Black will follow with Rd8 and the threat of opening d-file will be constant. Yes, white can defend. For example 14.Rfe1 allows Rxe3 after ...dxe3 but the more you allow your opponent to target your pieces the more the chances that you will blunder something increase. 


   Black now threatens ...Ng4 attacking the defender of Bd3 and that means that probably h3 becomes necessary(instead of the wrong g3).It is quite clear that Bd3 becomes a constant source of problems once d-file opens.

    12.exd4 is clearly the move that denies Black all his play on d-file and secures that Bd3 is going to be well placed there in the near future. As long as White understands the importance of keeping d4 blocked, d-file will never become an issue.

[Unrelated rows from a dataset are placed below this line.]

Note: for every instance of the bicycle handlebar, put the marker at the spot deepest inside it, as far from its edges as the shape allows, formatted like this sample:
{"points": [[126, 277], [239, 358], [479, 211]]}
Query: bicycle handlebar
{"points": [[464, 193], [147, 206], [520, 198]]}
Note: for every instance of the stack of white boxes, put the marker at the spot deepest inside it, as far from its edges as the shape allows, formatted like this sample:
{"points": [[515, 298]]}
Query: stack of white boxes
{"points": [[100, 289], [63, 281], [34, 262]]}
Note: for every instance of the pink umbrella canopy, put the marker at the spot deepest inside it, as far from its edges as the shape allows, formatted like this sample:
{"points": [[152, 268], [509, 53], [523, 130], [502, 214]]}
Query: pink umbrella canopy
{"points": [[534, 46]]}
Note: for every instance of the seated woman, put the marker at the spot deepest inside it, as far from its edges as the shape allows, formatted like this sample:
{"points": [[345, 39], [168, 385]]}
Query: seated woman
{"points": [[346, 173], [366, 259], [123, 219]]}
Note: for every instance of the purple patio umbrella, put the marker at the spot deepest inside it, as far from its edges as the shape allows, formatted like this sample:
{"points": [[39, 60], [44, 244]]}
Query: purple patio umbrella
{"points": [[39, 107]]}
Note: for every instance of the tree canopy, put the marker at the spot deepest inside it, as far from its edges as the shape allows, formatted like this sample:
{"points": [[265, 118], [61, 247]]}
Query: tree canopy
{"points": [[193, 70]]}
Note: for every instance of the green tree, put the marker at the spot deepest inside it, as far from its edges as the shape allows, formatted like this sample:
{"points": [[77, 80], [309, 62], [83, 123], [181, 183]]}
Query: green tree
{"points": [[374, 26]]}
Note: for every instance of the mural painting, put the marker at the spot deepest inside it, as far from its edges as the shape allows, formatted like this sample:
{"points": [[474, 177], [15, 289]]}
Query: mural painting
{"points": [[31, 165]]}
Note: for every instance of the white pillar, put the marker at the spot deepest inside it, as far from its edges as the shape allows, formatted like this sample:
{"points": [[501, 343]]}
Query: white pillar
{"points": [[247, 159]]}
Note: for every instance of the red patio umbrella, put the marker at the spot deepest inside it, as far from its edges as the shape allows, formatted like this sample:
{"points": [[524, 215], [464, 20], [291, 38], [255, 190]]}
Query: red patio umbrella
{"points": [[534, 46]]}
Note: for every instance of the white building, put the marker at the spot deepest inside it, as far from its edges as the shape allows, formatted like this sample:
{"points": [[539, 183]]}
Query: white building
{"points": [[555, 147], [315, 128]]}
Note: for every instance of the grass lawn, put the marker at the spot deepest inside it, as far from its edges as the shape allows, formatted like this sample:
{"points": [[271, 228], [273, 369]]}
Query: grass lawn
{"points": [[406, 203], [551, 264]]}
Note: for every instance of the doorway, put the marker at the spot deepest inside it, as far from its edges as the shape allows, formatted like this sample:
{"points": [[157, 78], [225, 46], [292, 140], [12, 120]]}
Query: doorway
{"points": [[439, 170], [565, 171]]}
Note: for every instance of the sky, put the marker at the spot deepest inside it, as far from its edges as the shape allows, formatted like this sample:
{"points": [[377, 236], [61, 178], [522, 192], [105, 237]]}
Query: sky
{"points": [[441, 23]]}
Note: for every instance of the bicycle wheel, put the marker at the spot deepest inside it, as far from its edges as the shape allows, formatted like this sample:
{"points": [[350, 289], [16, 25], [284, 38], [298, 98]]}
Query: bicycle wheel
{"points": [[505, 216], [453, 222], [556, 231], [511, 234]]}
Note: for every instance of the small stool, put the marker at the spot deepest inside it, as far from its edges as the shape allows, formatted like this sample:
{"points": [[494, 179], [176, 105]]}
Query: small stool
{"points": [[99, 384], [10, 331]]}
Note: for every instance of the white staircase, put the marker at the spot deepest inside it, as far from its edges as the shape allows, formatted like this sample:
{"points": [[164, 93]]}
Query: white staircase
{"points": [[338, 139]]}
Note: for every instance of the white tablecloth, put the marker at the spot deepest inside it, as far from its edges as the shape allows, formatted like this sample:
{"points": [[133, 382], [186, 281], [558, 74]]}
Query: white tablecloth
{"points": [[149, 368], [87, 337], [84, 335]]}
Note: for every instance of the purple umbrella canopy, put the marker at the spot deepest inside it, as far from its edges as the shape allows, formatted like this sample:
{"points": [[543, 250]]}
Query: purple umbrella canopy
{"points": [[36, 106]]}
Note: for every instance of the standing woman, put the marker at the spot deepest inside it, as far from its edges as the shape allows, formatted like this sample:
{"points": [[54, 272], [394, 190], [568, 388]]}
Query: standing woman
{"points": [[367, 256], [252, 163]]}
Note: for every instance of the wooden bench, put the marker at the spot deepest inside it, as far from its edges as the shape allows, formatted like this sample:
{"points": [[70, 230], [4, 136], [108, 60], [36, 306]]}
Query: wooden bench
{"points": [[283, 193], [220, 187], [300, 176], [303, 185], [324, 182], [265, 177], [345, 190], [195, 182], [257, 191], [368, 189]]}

   Now a lot of you might say: "But that was easy, I would play 12.exd4 without even thinking".Yes,   I'm sure a lot of you would be able to find the move but how many of you would be able to reject the other candidate moves with reasonable arguments? The problem is not finding the move, the problem is understanding it. Beginner's luck doesn't last forever and eventually, only your thinking and your ability to reject the wrong moves will help you find the correct ones!

    Some of you will find all this very difficult. Yes, it looks very difficult.It was very difficult for me too when a good coach explained it.As everything in life, it needs practice until it becomes an instinctive reaction.When? I don't know. It depends on how hard you try. Chess needs hard work.

     Of course, the game is far from over and when you play chess is like fighting the Lernean Hydra.There are 3 new heads(problems) for every one you smash. If you want to be Hercules, you want "Iolaus"(practice) with you, you can't do it alone!Play long time control games, analyze the positions as thorough as possible during and after the game and determine your mistakes.And if possible study annotated games and  Hydra(analysis) will be a walk in the park.